Segundo ele, a validade dos reajustes da Variação do Custo Médico Hospitalar (VCMH) dos contratos coletivos por adesão está condicionada a alguns requisitos:

– Demonstração da ocorrência de prévia negociação entre a operadora e a administradora;

– Demonstração da fórmula do reajuste que deve estar no contrato de maneira clara;

– Demonstração, pela operadora, do acerto dos percentuais aplicados, por meio de apresentação de cálculos atuariais.

Se o segurado verificar a violação de algum destes pontos, pode buscar os direitos na Justiça.

Marina Magalhães, pesquisadora do programa de Saúde do Instituto Brasileiro de Defesa do Consumidor (Idec), afirma que individualmente, o consumidor tem o direito de receber explicações da operadora sobre como os índices de reajuste foram calculados, tendo acesso às planilhas e demais dados necessários.

“Se o contato direto com as empresas não funcionar, é possível registrar reclamações no Procon e na ANS. Além disso, existe a alternativa de negociar com a operadora e, em último caso, exigir downgrade para adequar o plano ao orçamento familiar. Um passo a passo detalhado para cada uma dessas possibilidades pode ser consultado na página da Campanha”, diz.

O DIA procurou três operadoras de planos e seguros privados de assistência à saúde com taxas acima da média, segundo o levantamento da XP.

A Amil afirma, em nota, que “a aplicação do reajuste anual dos planos de saúde coletivos considera a correção necessária para manter o equilíbrio econômico-financeiro dos contratos levando em conta a sinistralidade apurada no período”. Além disso, também explica que “A Amil e a empresa-cliente analisam em conjunto a frequência de uso, a inflação médica e as características do produto contratado, buscando sempre a manutenção do benefício”.
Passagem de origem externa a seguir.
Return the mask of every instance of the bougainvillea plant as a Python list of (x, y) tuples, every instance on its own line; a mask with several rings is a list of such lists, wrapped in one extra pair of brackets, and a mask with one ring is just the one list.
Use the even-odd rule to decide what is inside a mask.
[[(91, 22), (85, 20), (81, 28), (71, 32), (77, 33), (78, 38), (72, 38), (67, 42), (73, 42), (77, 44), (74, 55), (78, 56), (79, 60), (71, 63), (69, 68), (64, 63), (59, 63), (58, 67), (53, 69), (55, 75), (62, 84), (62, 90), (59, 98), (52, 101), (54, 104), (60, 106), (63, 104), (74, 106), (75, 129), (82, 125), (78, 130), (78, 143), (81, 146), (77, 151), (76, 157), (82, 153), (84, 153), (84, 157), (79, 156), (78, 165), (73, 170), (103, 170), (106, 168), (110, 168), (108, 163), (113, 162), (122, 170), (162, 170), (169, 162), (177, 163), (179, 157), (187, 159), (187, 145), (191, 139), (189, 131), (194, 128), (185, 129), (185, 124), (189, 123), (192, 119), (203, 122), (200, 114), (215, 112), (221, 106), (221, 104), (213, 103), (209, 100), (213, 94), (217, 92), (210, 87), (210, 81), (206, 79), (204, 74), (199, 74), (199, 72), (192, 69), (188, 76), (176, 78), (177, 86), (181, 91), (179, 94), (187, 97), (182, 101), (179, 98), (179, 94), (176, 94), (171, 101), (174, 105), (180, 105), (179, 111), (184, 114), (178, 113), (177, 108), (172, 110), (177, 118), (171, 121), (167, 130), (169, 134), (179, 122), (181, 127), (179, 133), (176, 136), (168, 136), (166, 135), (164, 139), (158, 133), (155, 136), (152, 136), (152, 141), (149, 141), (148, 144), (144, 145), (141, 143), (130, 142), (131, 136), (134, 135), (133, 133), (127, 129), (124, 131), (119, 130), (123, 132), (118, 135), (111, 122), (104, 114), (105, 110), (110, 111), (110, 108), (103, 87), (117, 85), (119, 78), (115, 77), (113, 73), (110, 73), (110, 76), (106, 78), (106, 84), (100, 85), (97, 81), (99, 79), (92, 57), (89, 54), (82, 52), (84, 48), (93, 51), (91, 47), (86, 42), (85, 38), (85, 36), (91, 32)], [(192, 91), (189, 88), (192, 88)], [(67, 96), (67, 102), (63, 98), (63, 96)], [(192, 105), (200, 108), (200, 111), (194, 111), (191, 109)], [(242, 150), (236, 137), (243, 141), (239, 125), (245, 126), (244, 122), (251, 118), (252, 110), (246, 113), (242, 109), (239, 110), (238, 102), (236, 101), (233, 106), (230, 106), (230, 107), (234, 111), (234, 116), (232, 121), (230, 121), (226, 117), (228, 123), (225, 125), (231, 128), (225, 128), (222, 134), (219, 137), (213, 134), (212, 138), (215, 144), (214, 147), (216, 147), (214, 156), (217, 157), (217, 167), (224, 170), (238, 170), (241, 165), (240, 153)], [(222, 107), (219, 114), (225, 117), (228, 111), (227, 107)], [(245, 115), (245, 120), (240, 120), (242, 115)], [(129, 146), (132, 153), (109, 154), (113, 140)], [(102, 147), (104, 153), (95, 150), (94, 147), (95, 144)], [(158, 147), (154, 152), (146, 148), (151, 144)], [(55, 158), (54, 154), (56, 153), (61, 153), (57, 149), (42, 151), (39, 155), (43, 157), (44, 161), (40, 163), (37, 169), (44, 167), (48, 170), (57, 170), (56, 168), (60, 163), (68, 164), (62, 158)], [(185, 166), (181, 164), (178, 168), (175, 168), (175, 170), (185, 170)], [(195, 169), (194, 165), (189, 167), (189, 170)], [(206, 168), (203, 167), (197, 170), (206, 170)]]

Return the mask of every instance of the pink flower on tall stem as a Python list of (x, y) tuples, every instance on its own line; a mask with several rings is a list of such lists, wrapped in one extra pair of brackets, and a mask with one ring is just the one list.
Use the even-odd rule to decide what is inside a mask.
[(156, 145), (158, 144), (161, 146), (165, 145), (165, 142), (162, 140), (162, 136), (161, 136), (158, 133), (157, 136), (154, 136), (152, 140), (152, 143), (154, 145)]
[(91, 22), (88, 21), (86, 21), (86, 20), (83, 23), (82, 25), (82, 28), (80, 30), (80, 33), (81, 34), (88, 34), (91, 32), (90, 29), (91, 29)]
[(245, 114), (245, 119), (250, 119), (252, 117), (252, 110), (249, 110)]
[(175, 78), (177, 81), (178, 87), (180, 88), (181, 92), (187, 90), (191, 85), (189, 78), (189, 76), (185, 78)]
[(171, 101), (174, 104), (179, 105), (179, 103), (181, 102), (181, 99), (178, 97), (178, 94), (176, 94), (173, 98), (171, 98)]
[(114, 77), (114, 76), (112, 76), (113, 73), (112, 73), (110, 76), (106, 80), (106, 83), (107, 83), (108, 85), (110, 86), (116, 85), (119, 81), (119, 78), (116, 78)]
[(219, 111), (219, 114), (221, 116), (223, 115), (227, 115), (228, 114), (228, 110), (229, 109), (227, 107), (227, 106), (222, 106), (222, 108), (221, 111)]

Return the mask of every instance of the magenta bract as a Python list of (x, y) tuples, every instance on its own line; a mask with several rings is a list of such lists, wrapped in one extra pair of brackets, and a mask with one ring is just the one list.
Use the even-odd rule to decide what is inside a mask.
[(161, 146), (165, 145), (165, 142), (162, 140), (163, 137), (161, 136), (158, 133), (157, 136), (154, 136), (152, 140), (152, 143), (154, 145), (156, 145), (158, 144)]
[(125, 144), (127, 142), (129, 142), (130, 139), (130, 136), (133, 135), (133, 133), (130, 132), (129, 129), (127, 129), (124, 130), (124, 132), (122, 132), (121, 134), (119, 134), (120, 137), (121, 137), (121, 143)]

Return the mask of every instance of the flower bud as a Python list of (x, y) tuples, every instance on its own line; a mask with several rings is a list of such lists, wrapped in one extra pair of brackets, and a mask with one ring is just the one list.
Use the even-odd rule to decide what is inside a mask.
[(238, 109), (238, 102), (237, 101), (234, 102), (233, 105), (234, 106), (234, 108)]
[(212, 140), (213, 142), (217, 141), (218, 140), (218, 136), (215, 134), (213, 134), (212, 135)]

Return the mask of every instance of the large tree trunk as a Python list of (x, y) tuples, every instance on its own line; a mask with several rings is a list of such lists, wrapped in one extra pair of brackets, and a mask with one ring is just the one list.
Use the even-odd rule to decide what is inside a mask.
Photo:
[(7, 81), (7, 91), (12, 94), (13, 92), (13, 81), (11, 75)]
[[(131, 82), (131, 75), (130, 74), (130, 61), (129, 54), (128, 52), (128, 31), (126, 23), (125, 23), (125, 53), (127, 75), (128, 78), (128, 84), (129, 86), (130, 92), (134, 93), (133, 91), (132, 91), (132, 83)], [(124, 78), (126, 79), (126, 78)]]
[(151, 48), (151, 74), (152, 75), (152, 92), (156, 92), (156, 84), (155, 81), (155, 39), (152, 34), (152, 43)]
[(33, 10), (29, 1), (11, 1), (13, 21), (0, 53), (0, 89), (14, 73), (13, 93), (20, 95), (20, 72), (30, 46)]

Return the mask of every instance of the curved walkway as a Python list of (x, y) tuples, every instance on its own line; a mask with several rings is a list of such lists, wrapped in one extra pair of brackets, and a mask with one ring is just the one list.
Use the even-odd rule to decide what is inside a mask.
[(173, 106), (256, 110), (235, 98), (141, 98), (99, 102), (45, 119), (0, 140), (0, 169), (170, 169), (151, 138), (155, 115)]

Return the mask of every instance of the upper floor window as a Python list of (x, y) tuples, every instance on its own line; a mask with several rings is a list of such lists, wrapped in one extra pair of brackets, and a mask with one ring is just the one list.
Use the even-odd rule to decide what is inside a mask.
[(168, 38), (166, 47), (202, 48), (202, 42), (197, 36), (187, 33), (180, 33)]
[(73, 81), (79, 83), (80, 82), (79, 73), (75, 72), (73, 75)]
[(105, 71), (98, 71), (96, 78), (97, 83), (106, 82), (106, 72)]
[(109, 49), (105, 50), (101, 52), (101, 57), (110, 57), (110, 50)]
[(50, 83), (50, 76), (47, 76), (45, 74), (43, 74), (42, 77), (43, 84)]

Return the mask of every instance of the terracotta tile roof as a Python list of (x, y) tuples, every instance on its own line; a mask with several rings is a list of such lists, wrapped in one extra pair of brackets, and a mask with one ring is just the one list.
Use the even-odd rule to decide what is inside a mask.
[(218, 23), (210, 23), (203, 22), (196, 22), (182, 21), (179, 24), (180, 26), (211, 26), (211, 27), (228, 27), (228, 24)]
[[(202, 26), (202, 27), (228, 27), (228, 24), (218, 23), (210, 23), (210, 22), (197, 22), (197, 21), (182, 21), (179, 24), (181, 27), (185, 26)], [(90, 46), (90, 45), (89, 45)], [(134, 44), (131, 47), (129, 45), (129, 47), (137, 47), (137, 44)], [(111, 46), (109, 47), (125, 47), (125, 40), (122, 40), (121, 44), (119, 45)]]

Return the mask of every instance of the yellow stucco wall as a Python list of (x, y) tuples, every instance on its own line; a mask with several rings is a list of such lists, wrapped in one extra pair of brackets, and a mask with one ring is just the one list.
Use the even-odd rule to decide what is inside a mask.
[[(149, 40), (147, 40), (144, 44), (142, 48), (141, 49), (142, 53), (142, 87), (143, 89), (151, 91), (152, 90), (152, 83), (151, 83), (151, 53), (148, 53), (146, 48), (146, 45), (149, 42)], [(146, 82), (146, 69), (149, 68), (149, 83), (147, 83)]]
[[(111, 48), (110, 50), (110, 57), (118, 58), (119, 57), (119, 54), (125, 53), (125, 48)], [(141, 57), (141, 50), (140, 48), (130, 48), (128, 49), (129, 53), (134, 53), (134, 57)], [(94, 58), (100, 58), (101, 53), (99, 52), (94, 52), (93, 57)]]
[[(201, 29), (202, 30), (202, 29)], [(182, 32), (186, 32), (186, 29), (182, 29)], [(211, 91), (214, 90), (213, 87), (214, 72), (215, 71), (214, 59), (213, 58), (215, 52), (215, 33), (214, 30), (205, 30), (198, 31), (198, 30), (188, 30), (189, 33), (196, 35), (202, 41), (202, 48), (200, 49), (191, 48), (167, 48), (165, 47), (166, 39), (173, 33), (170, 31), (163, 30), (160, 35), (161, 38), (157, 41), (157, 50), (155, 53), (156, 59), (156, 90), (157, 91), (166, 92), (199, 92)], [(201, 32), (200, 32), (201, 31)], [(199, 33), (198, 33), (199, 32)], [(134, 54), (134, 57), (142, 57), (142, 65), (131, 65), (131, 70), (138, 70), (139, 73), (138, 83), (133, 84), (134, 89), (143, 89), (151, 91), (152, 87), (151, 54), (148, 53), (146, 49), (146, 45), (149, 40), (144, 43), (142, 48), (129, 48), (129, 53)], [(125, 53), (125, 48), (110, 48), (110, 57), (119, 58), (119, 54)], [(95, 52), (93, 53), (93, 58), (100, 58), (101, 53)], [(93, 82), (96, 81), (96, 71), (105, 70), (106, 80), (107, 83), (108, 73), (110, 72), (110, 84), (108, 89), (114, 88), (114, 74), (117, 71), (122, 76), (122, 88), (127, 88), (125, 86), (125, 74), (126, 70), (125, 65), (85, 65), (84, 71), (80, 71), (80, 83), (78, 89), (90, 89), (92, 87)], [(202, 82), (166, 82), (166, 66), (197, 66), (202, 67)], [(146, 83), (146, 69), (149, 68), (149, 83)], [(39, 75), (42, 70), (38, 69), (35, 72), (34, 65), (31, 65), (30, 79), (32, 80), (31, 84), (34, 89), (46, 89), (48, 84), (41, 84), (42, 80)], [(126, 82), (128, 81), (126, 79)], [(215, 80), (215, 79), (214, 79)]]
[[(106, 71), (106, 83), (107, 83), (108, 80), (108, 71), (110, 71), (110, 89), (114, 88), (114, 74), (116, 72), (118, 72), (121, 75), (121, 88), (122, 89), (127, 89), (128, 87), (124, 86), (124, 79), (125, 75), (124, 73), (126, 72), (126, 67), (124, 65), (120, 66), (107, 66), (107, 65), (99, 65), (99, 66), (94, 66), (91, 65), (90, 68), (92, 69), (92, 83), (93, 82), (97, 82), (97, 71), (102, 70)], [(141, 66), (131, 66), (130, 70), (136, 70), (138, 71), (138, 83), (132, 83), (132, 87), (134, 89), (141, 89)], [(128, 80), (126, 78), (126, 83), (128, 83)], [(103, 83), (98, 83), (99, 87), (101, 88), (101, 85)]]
A Federação Nacional de Saúde Suplementar (FenaSaúde), que representa 13 grupos de operadoras de planos e seguros privados de assistência à saúde, inclusive a Bradesco Saúde, diz que o “reajuste dos planos de saúde reflete a variação das despesas assistenciais e é indispensável para garantir a manutenção e o aperfeiçoamento da oferta da assistência médica a seus beneficiários. Entre os fatores que influenciam o reajuste estão a inflação da saúde, representada pela evolução do custo da assistência; a obrigatoriedade da oferta de tratamentos cada vez mais caros, com doses, em alguns casos, a cifras milionárias; a ocorrência de fraudes; e a judicialização“.

Até a publicação do texto, a reportagem não conseguiu contato com a SulAmérica.